A group of U.S. diplomats and other government staffers suffering from symptoms consistent with "Havana Syndrome" are voicing frustration with the Biden administration's early response, and warning that injured workers are still being denied proper care.
In a letter to State Department leadership obtained by NBC News, the staffers say that in recent months, the government has continued to "reject scientific evidence regarding the injuries and treatment needs" and to "invalidate our injuries and experiences," alleging that military and intelligence officials injured by the same unexplained phenomenon are being treated more seriously.

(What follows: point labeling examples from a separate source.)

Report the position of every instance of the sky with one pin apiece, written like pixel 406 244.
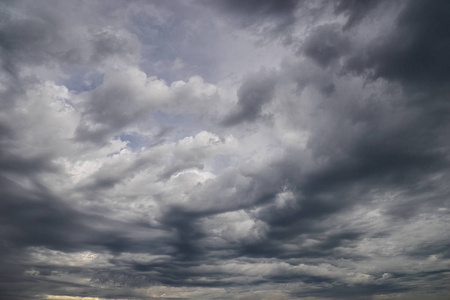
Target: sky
pixel 225 149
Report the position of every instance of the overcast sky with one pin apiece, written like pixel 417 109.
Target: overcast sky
pixel 229 149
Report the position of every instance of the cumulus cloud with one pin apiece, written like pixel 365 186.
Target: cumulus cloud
pixel 257 150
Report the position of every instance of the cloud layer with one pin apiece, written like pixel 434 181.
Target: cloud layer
pixel 224 150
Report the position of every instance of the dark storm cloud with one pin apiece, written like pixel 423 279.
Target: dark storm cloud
pixel 256 91
pixel 415 52
pixel 374 169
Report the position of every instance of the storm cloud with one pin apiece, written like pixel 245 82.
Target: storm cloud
pixel 224 150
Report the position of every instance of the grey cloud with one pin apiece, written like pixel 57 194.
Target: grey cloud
pixel 414 53
pixel 326 44
pixel 342 213
pixel 256 91
pixel 355 10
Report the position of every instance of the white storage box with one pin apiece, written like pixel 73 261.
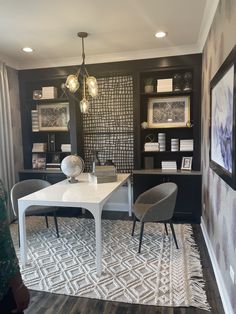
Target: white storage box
pixel 49 92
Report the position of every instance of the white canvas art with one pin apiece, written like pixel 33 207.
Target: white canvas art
pixel 222 121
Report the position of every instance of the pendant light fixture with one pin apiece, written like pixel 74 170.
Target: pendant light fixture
pixel 73 80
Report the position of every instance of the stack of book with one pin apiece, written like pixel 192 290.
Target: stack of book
pixel 66 147
pixel 103 174
pixel 53 166
pixel 168 165
pixel 151 147
pixel 164 85
pixel 35 120
pixel 38 161
pixel 186 145
pixel 39 147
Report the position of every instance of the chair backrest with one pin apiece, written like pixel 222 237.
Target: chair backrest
pixel 162 200
pixel 24 188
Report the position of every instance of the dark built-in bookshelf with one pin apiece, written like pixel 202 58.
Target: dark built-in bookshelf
pixel 137 71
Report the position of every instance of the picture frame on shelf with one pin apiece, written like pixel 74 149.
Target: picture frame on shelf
pixel 168 112
pixel 53 117
pixel 186 163
pixel 222 117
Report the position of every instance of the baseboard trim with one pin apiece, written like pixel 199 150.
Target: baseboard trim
pixel 219 279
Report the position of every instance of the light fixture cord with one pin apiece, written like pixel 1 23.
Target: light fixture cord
pixel 83 54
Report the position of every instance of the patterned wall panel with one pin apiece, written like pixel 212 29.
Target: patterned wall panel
pixel 108 128
pixel 218 197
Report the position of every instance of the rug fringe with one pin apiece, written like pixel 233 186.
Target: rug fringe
pixel 195 274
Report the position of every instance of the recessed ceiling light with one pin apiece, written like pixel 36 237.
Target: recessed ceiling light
pixel 160 34
pixel 27 49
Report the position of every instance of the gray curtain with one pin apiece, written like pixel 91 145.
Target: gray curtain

"After four years of challenges, we were hopeful that the new administration would welcome a partnership with us to ensure those affected receive the care and treatment they need and ensure appropriate care for the new cases," the staffers wrote. "Unfortunately, our experience thus far has fallen short of our renewed expectations."
The letter adds to growing pressure on the Biden administration from Congress to better care for affected U.S. workers and get to the bottom of how they suffered brain injuries — still largely a mystery more than four years after the government started investigating what at first it called "targeted attacks." Like the Trump administration, the Biden administration has not found a definitive cause or culprit.
The letter was sent Tuesday to Brian McKeon, a deputy secretary of State, and was accompanied by a list of 11 recommendations for how the staffers say the administration could better ensure safety and medical care for its workers. Copies were distributed to their offices of several U.S. senators who this month signed onto a bipartisan bill to provide financial support to those suffering from the mysterious incidents.
The letter was sent on behalf of 21 U.S. government workers and their spouses who are considered potential or confirmed Havana Syndrome cases injured overseas, including in Cuba and China. In March, the group had asked Amb. Pamela Spratlen, the official overseeing the State Department's response, to attend a formal meeting to address their concerns, but write that they're still waiting.